A directory "grep" in RUBY?

P

Peter Bailey

Hi,
Can someone point me to a quick "grep" like function in RUBY? I use glob
all the time, but, I need the power of regular expressions when finding
particular files in directories. I see "grep" in the Pickaxe manual,
but, only as it relates to ".enum," which, sorry to say, I don't
understand.

I need something like this, even though, I know this doesn't work:
Dir.glob(/^f[0-9]{7}\.eps/)

Thanks!
Peter
 
W

WATANABE Hirofumi

Hi,

Peter Bailey said:
I need something like this, even though, I know this doesn't work:
Dir.glob(/^f[0-9]{7}\.eps/)

% ls
etc1 f1234500.eps f1234502.eps f1234504.eps f1234567.eps
etc2 f1234501.eps f1234503.eps f1234505.eps
% ruby -e 'puts Dir.entries(".").grep(/f\d{7}\.eps/)'
f1234567.eps
f1234500.eps
f1234503.eps
f1234502.eps
f1234504.eps
f1234501.eps
f1234505.eps
 
R

Robert Klemme

Hi,
Can someone point me to a quick "grep" like function in RUBY? I use glob
all the time, but, I need the power of regular expressions when finding
particular files in directories. I see "grep" in the Pickaxe manual,
but, only as it relates to ".enum," which, sorry to say, I don't
understand.

I need something like this, even though, I know this doesn't work:
Dir.glob(/^f[0-9]{7}\.eps/)

Dir.glob('f*.eps').grep(/^f[0-9]{7}\.eps$/)
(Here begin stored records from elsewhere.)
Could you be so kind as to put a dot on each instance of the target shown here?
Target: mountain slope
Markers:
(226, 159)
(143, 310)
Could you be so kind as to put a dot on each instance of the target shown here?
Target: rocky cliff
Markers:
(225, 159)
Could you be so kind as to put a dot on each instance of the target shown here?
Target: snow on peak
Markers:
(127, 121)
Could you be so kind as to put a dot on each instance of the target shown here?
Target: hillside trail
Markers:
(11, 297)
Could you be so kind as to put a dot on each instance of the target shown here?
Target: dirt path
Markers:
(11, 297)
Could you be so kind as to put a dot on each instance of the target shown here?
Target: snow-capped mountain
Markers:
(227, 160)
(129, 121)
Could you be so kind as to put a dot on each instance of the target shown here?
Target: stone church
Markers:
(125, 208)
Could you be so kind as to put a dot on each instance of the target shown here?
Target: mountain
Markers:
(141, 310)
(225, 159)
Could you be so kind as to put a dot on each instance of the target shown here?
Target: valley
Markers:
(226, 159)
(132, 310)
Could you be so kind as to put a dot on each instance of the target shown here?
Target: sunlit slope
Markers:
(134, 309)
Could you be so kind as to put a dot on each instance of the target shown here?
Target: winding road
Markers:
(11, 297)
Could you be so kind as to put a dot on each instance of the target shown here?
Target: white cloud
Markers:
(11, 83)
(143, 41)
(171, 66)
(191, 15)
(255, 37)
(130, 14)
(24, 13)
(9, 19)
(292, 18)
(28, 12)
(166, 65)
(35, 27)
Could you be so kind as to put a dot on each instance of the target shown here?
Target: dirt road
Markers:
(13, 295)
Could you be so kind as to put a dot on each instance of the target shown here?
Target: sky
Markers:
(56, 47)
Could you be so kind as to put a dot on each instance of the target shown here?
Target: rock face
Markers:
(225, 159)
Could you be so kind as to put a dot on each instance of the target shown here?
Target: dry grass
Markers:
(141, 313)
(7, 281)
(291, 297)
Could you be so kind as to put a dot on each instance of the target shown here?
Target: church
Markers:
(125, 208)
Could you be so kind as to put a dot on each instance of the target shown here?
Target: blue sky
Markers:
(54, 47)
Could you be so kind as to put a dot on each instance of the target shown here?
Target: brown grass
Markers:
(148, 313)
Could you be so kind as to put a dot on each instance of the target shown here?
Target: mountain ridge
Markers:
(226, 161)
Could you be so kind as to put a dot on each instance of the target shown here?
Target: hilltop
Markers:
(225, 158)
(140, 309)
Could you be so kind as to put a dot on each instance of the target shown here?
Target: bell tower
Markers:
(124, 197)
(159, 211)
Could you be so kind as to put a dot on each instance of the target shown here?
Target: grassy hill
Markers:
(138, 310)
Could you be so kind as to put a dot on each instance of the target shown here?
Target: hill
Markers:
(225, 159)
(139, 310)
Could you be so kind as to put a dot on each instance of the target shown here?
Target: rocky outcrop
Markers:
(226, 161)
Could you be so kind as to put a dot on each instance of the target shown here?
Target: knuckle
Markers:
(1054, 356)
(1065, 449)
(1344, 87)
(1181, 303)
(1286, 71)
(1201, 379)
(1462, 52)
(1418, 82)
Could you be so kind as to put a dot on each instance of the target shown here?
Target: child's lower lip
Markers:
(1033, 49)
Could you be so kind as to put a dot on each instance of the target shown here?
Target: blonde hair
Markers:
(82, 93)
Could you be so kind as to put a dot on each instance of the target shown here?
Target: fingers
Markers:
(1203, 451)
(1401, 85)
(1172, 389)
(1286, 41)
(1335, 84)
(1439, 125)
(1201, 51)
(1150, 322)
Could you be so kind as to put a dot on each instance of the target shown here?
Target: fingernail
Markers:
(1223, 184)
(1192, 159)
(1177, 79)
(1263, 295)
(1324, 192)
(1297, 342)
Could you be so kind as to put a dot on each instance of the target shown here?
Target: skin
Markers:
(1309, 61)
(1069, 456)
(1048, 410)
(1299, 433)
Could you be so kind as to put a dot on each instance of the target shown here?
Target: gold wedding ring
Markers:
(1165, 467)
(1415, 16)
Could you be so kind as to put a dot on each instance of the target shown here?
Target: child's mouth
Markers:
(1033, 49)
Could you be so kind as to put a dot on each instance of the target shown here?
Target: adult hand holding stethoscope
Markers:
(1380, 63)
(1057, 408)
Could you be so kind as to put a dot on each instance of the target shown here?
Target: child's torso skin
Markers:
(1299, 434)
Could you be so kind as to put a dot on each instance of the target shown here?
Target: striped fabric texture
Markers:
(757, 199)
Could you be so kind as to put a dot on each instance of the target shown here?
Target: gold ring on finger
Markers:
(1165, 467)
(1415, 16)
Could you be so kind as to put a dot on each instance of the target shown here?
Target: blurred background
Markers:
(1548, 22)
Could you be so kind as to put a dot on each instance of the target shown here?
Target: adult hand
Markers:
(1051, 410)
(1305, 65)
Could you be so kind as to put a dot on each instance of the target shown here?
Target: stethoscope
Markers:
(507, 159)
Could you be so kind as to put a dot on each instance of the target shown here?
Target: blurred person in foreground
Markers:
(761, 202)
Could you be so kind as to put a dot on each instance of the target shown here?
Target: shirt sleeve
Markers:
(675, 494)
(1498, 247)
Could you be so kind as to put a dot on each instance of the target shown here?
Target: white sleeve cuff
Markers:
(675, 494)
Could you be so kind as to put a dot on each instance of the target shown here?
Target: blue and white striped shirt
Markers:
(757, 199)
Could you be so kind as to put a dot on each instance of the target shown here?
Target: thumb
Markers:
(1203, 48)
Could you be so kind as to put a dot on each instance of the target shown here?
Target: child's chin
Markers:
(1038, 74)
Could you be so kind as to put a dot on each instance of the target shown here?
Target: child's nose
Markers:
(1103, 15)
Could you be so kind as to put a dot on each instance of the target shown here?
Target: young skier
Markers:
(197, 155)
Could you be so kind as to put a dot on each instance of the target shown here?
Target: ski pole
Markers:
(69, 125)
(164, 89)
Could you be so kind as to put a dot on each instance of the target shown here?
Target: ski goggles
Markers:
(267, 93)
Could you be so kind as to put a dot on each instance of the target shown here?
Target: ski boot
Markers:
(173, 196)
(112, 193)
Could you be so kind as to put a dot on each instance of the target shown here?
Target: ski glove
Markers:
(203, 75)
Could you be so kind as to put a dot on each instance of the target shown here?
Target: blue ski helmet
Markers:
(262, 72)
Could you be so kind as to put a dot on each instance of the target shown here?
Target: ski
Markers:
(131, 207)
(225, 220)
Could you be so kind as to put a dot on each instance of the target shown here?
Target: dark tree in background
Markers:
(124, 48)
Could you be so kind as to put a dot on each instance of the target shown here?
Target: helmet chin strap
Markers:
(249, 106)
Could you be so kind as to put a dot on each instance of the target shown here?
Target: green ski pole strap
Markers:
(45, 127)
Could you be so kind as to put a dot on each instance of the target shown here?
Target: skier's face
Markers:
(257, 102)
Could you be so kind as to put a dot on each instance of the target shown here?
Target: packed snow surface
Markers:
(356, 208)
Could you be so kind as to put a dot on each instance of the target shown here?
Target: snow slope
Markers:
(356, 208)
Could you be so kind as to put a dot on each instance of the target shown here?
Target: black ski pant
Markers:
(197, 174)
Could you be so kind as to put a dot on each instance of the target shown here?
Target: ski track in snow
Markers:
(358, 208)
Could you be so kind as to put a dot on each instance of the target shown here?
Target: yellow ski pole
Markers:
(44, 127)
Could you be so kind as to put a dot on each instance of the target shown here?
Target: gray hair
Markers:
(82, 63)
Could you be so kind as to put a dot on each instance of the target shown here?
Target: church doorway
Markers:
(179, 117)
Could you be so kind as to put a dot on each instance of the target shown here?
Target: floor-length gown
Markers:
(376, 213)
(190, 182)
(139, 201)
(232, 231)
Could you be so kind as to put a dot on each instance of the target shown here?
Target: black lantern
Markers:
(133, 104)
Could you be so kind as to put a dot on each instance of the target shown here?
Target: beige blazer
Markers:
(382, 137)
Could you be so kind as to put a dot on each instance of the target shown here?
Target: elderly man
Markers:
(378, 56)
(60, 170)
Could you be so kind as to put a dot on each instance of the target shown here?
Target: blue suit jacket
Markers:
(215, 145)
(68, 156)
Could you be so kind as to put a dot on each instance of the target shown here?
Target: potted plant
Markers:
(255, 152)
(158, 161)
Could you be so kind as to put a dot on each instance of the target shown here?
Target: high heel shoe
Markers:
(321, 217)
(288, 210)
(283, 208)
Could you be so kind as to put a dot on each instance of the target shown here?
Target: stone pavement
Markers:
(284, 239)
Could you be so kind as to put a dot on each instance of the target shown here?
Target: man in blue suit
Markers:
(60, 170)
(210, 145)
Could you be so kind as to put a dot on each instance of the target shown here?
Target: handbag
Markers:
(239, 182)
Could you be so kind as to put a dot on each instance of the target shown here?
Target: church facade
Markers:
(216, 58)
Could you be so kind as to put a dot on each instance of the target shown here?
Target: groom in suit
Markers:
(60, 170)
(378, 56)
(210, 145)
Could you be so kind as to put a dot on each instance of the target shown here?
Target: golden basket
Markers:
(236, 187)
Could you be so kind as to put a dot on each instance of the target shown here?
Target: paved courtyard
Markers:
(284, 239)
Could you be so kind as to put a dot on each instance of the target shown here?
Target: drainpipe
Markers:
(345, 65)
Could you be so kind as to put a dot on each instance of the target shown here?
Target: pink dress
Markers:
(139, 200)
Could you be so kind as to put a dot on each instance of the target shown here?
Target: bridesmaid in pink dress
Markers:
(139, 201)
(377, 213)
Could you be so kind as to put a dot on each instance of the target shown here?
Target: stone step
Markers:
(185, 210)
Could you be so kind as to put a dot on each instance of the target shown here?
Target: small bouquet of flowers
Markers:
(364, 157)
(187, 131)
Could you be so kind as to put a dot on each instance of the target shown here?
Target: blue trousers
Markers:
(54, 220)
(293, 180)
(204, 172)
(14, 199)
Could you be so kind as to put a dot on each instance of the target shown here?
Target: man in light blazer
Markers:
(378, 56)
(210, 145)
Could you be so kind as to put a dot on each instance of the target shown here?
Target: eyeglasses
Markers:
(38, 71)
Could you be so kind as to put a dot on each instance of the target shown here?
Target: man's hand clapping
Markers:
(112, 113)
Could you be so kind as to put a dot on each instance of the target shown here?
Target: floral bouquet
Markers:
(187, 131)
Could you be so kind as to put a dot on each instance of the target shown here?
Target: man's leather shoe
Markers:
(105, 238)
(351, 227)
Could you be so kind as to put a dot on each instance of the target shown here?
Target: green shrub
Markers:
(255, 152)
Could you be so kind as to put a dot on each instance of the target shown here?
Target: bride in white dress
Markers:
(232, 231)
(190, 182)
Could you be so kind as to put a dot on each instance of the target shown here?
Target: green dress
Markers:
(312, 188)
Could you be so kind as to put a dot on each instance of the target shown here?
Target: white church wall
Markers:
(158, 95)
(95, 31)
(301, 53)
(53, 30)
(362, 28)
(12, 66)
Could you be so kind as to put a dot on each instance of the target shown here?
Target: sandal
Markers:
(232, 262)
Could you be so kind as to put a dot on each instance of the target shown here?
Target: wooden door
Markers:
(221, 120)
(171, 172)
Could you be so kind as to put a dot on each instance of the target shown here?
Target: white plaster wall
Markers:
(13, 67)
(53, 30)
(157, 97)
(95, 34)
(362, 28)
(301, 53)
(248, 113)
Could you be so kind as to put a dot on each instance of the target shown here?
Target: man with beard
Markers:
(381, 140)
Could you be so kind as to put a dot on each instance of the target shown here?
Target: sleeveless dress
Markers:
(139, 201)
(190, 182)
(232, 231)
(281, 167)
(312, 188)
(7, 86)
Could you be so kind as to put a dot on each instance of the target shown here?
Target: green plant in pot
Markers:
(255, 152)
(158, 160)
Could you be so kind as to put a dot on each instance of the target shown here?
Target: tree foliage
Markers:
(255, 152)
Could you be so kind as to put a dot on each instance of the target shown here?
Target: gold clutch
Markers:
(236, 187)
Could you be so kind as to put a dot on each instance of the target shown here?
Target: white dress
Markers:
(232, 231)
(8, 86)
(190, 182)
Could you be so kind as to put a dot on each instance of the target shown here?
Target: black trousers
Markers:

There's plenty more options around.

robert
 
P

Peter Bailey

WATANABE said:
Hi,

Peter Bailey said:
I need something like this, even though, I know this doesn't work:
Dir.glob(/^f[0-9]{7}\.eps/)

% ls
etc1 f1234500.eps f1234502.eps f1234504.eps f1234567.eps
etc2 f1234501.eps f1234503.eps f1234505.eps
% ruby -e 'puts Dir.entries(".").grep(/f\d{7}\.eps/)'
f1234567.eps
f1234500.eps
f1234503.eps
f1234502.eps
f1234504.eps
f1234501.eps
f1234505.eps

Thank you! I've never seen "Dir.entries" before. Very cool.

I love this forum!

-Peter
 
H

Hugh Sasse

Hi,
Can someone point me to a quick "grep" like function in RUBY? I use glob

Not the answer you want [below], but look at glark
http://www.incava.org/projects/glark/
It is a ruby grep, "interbred" with find...
all the time, but, I need the power of regular expressions when finding
particular files in directories. I see "grep" in the Pickaxe manual,
but, only as it relates to ".enum," which, sorry to say, I don't
understand.

Dir["*"].grep(/^c/) # all entries matching * (glob) that begin with C.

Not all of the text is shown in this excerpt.